Wunderlich ist allerdings – das hab ich ja schon im „Delinquent Girl Boss“-Review angedeutet – Nikkatsus Herangehensweise an die Sequel. Anstatt den auf der Hand liegenden Pfad, weitere Abenteuer der in jeder Hinsicht imposanten Akiko Wada zu zeigen, einzuschlagen, baute man die Serie um Meiko Kaji. Ich will jetzt Nikkatsu keinen Chaunivismus unterstellen, weil ich schlicht die Details nicht kenne, aber vielleicht war Nikkatsu Wada tatsächlich als Frauencharakter ein wenig *zu* stark. „Wild Jumbo“ fährt jedenfalls die „GRRRL POWER“-Attitüde, die „Delinquent Girl Boss“ von der ersten bis zur letzten Sekunde beherrschte, fast völlig zurück und setzt auf ein deutlich traditionelleres Rollenbild und -verständnis. Der Asako-Charakter ist mehr oder minder eine konventionelle „femme fatale“, die überhaupt erst dafür sorgt, dass die Protagonisten auf die Idee kommen, ins wirklich finanziell interessante Gangstertum einzusteigen – bis Asako auftaucht, ist der Pelikan-Club eine harmlose Vereinigung von Halbstarken, die sich gelegentlich ihr Mütchen kühlen, in dem sie hier einen Laden beklauen oder sich dort eine Schlägerei mit anderen Banden liefern, aber weder eine große kriminelle „Vision“ haben noch aus sich heraus „böse“ sind, sie sind einfach ein Haufen gelangweilter junger Leute, die mit den neuen Freiheiten, die sich ihnen bieten, nichts „vernünftiges“ anzufangen wissen (einer geregelten Arbeit geht jedenfalls keiner von ihnen nach, ähm).

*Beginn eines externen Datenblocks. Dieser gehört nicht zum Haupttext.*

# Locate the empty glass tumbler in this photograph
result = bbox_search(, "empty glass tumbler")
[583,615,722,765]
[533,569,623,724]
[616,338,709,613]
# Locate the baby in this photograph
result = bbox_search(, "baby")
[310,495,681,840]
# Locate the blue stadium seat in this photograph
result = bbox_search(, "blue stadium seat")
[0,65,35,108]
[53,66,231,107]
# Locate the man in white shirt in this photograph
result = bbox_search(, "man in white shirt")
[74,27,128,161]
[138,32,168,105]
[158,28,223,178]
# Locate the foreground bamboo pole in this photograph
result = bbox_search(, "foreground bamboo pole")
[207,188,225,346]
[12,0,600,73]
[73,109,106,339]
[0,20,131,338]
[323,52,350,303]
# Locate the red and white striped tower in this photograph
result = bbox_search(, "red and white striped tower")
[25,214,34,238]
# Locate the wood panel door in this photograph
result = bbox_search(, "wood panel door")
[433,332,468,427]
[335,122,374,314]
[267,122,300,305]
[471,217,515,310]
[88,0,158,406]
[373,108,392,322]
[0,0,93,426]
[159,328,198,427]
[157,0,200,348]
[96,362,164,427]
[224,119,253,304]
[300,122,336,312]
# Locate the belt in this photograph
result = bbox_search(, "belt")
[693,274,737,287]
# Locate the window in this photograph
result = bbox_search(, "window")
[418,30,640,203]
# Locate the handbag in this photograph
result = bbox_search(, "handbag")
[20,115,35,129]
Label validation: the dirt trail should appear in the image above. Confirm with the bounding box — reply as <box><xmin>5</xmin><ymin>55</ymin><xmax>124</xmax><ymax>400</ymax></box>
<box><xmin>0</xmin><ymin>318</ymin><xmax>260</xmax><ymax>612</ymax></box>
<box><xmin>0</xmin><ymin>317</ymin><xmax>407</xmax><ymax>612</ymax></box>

Prinzipiell ist das natürlich kein k.o.-Kriterium gegen den Film (auch wenn’s sehr schade ist für Meiko Kaji, die, seien wir ehrlich, hier nicht wirklich viel zu tun hat. Es ist immerhin nett, dass ihr Charakter nicht einfach der des Quoten- oder Trophy-Girls ist, sondern sie ein vollwertiges und von den Jungs vorurteilsfrei anerkanntes Mitglied des Clubs ist, aber es macht nun auch im umgekehrten Sinn keinen Unterschied mehr, dass sie eine Frau ist; es spielt letztlich für die erzählte Story überhaupt keine Rolle, außer dass Fujita jemanden hat, den er in einen knappen Bikini stecken kann). Wobei es eigentlich müßig ist, sich über solche Dinge den Kopf zu zerbrechen – wenn wir heute einen Film wie „Wild Jumbo“ durch die ideologische Brille betrachten und verzweifelt gesellschaftlichen Subtext erkennen wollen, vergessen wir zu gern, dass Nikkatsu hier kein sozialpolitisches Statement schaffen wollte, sondern nur einen schnellen cash-grab zu einem überraschend erfolgreichen B-Movie.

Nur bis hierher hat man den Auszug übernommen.